Buspirone is the main example. It is a partial agonist selective for the inhibitor 5HT 1 a receptor. This works in 2 stages. usually the 5ht is released causing inhibition n the post-synaptic membrane va the 5ht1a receptors at the same time as inhibiting its own secretion by autoreceptor role on the pre-synaptic membrane.
First stage it will compete to bind the receptor, reducing the inhibition.
second stage the pre-synaptic membrane become desensitized to 5HT ad therefore there is more 5ht release causing more post-synaptic inhibition, treating the anxiety. influence is in the thalami and limbic areas
Examples of anxiolytics and Hypnotics targeting GABA?

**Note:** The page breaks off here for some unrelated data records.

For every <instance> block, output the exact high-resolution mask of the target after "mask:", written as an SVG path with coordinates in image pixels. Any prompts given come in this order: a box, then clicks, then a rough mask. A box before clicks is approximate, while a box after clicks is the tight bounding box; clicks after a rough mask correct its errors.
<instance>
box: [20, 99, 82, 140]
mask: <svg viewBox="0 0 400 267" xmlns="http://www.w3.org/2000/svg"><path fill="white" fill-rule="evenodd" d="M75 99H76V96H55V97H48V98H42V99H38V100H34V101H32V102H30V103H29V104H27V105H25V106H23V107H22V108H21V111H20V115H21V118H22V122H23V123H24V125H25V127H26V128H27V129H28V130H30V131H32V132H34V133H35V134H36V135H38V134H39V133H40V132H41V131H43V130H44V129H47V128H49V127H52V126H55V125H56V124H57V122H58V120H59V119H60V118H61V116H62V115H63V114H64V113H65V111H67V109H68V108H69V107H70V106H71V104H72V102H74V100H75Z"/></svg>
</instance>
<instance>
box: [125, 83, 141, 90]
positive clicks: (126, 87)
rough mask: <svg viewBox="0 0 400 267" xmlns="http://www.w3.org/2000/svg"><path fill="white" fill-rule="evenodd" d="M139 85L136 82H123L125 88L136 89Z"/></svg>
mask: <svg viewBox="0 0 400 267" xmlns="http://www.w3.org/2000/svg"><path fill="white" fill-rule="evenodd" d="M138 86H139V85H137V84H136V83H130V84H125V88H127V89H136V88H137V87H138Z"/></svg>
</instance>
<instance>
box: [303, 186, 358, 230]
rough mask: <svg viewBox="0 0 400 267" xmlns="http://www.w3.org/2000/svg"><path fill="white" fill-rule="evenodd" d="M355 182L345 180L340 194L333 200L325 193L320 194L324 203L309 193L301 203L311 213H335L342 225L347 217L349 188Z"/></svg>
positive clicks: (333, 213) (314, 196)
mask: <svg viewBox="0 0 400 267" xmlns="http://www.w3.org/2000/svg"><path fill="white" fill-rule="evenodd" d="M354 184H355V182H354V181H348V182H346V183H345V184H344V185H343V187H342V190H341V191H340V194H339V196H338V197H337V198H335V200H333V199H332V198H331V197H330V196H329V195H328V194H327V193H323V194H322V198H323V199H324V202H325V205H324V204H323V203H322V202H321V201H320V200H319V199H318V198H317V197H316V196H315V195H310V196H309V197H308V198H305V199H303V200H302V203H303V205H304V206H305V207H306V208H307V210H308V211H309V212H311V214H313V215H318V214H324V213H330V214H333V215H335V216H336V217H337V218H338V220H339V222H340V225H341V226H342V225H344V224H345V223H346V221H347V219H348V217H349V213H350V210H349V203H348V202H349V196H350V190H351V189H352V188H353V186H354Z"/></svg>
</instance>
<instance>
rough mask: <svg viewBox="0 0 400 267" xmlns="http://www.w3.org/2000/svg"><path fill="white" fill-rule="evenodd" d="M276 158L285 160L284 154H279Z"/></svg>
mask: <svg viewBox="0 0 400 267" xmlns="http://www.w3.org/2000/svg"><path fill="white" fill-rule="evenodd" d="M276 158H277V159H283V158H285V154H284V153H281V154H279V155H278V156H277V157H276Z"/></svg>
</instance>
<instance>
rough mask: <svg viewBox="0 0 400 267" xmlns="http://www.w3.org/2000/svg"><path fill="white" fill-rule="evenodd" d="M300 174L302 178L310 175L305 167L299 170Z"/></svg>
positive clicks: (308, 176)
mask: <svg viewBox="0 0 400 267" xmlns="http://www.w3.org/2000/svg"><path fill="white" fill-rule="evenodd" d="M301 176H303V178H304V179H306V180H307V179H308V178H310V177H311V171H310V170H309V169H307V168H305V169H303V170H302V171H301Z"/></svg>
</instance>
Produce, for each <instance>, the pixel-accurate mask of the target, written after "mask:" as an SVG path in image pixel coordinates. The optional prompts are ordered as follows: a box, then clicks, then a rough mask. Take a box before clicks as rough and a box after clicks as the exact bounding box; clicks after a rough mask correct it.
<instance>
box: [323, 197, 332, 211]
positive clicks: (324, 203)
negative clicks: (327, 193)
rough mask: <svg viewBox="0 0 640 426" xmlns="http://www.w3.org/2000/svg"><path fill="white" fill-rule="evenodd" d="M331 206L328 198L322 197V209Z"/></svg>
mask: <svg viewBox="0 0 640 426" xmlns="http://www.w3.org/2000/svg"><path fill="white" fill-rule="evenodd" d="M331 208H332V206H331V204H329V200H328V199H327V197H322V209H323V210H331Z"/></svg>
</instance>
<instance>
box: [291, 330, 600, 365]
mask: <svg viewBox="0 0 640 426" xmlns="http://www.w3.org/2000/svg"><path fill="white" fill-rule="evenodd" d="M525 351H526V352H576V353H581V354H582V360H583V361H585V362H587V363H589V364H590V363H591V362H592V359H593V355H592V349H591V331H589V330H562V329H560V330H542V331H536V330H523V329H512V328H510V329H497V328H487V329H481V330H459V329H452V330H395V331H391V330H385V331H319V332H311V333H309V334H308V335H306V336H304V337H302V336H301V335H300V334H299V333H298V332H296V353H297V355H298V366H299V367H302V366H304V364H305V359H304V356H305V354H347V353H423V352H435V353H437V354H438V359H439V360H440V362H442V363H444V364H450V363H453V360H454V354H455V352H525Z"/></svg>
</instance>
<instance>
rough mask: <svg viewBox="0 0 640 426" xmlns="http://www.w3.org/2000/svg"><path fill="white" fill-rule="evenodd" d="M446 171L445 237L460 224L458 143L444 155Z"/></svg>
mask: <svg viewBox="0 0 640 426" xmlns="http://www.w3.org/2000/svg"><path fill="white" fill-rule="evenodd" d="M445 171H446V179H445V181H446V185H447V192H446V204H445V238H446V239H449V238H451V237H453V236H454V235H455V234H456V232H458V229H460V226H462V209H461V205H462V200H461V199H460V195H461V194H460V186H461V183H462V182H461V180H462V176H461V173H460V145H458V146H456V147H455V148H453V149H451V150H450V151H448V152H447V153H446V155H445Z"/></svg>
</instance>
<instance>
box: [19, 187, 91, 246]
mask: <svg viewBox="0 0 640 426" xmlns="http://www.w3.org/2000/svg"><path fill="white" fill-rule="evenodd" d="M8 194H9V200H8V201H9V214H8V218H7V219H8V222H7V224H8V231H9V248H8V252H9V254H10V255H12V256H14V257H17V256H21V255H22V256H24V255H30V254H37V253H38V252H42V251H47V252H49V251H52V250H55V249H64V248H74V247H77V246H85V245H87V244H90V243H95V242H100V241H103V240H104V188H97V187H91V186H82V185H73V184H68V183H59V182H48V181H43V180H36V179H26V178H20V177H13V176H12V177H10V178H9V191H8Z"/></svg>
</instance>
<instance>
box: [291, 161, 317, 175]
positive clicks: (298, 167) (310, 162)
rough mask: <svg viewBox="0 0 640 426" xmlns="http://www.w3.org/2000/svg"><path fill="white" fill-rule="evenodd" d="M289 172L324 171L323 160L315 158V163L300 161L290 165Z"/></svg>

The main anxiolytic are benzodiazepines. These bind to alosteric sites on GABA A receptors and increase the influx of chloride to inhibit the post-synaptic membrane. examples are: Diazepam, (this is a anxiolytic and anti-convulsive, its good as it has an active metabolite Nordiazepam)
Zolpidum and zopiclone will also act allosteric sites to increase the inward current of chloride. these have very short-half lives lending them more to the function of hypnotics
there are also the old school barbiturates. AMYLOBARBITONE which directly binds to the channel and opens it . this drug is used to hep with insomnia. however the confusion it causes is dangerous as double dosing can lead to death,
there are new 3rd gen drugs like Beta carbolines which are reverse agonist binding the allosteric site to cause channels closure, and flumazenil, which is a antagonist of the gaba a receptor. (targets alosteric site as well.
Note flumazenil can be used to counter the effect of benzodiazepine overdose.
These all can cause confusion, muscle weakness, amnesia, drowsiness, tolerance builds so issues with dependence and these show withdrawal symptoms.